The Revere Shirley Ave TDI Partnership announced this week a brand new participatory budgeting website for both residents and business owners to help distribute $275,000 in funding for improvements to outdoor spaces in and around Shirley Avenue. The results of the online tool, and complementary in-person engagement, will directly inform the use of public funding for streetscape, greenspace, public art and other outdoor improvements in the neighborhood over the next year.
“The public realm – including streetscapes, art, pocket parks and more – plays such a strong role in communicating a neighborhood’s identity,” Revere Transformative Development Initiative (TDI) Fellow Laura Christopher shared. “It’s fitting that through this process, community members will directly select improvements and shape that identity.”

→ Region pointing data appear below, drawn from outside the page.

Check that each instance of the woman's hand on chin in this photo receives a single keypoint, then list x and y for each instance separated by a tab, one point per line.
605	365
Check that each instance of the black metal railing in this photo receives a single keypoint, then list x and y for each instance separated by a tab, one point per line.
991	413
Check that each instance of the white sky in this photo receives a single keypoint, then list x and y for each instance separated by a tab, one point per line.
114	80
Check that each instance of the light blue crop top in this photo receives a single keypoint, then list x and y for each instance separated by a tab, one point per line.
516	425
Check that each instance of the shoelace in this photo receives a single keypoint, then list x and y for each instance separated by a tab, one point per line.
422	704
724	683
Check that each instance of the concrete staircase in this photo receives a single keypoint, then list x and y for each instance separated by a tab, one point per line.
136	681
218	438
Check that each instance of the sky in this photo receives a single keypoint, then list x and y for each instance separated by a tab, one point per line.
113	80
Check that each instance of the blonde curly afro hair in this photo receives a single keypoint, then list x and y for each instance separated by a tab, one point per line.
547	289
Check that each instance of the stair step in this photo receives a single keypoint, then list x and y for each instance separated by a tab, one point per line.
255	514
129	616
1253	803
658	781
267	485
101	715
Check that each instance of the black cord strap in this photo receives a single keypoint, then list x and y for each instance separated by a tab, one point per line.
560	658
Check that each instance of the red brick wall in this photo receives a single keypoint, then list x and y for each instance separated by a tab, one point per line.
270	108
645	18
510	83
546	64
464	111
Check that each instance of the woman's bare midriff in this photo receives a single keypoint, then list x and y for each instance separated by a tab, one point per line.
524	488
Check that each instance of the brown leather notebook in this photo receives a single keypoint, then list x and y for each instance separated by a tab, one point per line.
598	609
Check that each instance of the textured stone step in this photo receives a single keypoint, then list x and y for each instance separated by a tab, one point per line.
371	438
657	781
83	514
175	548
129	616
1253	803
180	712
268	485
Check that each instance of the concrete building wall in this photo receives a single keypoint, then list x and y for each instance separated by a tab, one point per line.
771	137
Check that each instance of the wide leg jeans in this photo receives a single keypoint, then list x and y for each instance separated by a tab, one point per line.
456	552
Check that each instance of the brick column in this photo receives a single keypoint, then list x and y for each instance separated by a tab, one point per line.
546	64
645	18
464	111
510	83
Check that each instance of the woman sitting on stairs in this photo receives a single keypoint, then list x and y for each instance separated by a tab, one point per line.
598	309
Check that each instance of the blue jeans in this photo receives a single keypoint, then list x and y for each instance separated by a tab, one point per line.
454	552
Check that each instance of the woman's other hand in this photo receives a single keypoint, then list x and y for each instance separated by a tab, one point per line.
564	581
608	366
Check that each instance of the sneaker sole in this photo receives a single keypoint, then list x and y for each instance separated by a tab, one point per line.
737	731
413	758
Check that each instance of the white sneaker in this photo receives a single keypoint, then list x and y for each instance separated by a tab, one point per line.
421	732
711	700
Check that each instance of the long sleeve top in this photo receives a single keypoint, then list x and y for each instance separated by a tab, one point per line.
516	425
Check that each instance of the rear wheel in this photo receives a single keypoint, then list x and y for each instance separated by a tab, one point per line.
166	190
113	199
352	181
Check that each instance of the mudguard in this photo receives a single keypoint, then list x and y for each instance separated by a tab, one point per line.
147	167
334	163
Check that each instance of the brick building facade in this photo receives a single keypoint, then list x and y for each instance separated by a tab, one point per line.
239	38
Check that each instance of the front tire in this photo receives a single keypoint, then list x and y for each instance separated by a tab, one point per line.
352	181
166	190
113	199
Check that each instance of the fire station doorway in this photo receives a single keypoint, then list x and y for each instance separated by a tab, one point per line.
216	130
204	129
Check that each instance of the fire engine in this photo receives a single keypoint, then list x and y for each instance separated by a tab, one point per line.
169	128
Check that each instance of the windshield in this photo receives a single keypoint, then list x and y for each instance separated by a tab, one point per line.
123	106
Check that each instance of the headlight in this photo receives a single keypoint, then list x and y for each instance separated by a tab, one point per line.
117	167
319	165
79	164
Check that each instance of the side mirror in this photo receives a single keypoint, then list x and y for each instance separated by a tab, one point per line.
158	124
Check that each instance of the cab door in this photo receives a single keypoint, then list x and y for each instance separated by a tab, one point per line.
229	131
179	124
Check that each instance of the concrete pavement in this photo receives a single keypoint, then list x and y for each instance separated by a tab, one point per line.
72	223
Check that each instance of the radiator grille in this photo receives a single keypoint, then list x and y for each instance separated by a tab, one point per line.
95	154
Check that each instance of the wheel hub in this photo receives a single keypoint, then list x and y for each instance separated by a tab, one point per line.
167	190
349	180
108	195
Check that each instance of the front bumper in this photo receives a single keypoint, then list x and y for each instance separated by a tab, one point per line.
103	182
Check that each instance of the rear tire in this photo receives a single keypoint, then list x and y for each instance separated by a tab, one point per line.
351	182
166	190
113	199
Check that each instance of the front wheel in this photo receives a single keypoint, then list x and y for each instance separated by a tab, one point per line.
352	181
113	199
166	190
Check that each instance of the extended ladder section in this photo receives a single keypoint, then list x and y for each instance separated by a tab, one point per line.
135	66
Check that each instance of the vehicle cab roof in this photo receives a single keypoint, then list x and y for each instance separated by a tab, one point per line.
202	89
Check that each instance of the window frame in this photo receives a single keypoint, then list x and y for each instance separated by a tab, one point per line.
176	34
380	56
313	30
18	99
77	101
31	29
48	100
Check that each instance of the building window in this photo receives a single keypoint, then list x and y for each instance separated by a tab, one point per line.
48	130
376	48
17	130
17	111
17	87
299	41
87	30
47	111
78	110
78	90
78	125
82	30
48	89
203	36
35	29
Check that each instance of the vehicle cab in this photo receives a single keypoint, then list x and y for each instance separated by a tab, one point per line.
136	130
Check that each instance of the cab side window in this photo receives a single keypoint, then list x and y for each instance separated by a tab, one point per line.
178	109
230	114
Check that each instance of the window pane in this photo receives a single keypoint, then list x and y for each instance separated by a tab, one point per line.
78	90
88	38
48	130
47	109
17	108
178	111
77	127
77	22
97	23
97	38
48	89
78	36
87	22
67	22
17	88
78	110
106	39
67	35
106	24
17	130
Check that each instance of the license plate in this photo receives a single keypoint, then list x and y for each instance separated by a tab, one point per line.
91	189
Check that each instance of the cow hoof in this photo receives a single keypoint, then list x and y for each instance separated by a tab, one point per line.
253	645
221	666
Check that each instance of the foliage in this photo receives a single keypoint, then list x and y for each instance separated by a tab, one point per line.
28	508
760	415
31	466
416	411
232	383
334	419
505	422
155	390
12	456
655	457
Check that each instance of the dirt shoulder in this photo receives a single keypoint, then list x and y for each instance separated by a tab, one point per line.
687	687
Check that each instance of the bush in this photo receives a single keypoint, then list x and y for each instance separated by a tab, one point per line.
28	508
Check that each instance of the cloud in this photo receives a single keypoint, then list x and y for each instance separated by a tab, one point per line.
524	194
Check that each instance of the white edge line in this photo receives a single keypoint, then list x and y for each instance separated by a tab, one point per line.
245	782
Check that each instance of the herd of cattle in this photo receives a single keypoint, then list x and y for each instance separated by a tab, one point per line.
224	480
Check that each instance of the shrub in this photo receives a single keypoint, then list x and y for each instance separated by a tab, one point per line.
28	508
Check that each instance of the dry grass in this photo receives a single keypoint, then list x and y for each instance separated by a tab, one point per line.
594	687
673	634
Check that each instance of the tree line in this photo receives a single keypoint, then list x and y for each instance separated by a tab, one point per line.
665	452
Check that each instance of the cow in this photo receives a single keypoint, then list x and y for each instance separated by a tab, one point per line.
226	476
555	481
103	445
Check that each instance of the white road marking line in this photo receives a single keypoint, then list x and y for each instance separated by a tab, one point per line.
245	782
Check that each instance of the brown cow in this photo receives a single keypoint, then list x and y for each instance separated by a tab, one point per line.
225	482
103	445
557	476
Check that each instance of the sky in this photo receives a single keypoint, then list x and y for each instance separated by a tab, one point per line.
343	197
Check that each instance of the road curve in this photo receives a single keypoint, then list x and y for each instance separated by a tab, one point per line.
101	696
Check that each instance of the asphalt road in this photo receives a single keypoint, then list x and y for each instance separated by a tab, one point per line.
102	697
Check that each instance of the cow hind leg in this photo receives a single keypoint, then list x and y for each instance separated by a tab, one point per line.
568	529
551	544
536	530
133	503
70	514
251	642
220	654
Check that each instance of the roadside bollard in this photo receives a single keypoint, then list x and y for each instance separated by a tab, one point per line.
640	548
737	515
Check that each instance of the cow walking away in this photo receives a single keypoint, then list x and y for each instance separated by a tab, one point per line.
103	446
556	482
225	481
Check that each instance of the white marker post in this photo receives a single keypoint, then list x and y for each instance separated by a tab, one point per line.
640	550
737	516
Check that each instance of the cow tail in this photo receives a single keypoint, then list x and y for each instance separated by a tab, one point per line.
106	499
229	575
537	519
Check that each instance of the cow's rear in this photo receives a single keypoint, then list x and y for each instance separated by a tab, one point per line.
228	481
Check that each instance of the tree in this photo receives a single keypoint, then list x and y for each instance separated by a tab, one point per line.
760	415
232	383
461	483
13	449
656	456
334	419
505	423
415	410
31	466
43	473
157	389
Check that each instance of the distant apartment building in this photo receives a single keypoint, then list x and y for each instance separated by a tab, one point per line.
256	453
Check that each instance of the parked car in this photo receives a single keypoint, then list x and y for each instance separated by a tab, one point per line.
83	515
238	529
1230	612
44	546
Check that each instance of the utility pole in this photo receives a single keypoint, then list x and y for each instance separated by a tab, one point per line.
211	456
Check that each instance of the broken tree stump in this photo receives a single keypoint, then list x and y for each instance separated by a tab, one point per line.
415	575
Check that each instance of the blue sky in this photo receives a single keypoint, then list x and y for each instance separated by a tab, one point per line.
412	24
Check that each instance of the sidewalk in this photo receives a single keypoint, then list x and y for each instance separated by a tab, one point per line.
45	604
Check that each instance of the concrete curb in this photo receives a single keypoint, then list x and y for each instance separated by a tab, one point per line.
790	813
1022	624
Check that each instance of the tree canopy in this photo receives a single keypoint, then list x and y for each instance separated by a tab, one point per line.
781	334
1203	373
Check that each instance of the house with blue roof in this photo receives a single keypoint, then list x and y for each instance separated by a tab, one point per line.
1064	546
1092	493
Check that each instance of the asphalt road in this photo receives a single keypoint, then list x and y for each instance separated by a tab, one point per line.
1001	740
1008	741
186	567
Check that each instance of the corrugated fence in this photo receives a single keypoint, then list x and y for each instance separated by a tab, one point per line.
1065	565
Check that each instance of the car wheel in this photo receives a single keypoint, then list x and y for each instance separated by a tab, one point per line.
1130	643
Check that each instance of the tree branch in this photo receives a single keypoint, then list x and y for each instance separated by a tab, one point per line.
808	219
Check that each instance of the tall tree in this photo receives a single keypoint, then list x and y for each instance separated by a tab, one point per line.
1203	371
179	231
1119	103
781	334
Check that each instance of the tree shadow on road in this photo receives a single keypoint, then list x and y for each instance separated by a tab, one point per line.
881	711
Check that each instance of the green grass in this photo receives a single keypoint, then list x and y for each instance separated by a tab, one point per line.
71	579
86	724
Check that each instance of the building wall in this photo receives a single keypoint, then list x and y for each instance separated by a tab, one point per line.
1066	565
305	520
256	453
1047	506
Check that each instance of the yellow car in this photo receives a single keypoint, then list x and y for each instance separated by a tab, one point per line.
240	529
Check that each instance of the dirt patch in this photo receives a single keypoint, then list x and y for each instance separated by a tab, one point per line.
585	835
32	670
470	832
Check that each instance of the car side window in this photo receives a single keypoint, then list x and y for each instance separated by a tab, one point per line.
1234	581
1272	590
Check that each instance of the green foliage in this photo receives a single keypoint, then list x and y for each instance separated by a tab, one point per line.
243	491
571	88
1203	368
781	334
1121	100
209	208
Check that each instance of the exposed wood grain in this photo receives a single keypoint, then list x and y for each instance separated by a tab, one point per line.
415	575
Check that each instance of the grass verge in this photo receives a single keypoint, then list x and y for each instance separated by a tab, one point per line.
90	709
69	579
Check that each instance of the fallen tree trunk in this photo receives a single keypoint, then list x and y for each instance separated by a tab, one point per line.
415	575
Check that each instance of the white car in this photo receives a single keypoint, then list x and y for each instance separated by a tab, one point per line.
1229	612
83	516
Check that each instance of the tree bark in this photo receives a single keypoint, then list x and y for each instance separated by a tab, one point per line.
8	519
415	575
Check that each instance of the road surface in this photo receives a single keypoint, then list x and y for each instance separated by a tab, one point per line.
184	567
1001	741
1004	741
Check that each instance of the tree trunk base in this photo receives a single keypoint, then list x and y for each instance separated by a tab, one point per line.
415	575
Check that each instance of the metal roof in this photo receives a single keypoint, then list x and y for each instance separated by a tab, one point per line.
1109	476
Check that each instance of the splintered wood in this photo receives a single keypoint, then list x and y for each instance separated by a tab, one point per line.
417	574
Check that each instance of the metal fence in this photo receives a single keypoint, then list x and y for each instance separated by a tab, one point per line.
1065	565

The participatory budgeting process will be hosted on an online engagement platform called CoUrbanize. Whether you are a resident, worker, visitor or member of the business community, you can add an idea to the map or share your vision at an in-person event. Those wishing to participate can do so at ShirleyAve.com/Ideas today. Here, participants can add their ideas for public realm improvements and later vote on eligible projects. While all are welcome to add ideas, TDI partners ask that only those who find themselves in the Shirley Avenue neighborhood on a daily to weekly basis cast their vote to ensure neighborhood participation.
The online engagement will be complemented by in-person events, beginning with a pop-up at Shirley Avenue’s Mobile Farmers Market at Sandler Square the morning of June 10. This project is being led by Revere’s TDI Partnership, which is led by Women Encouraging Empowerment, the City of Revere, The Neighborhood Developers and MGH/Revere Cares. The $275,000 in funding that will be spent according to community feedback is coming from the City of Revere; $260,000 of that funding comes from the Community Development Block Grant (CDBG) Program, and $15,000 comes from a regional arts grant, Make it Public, which the City of Revere received this past fall.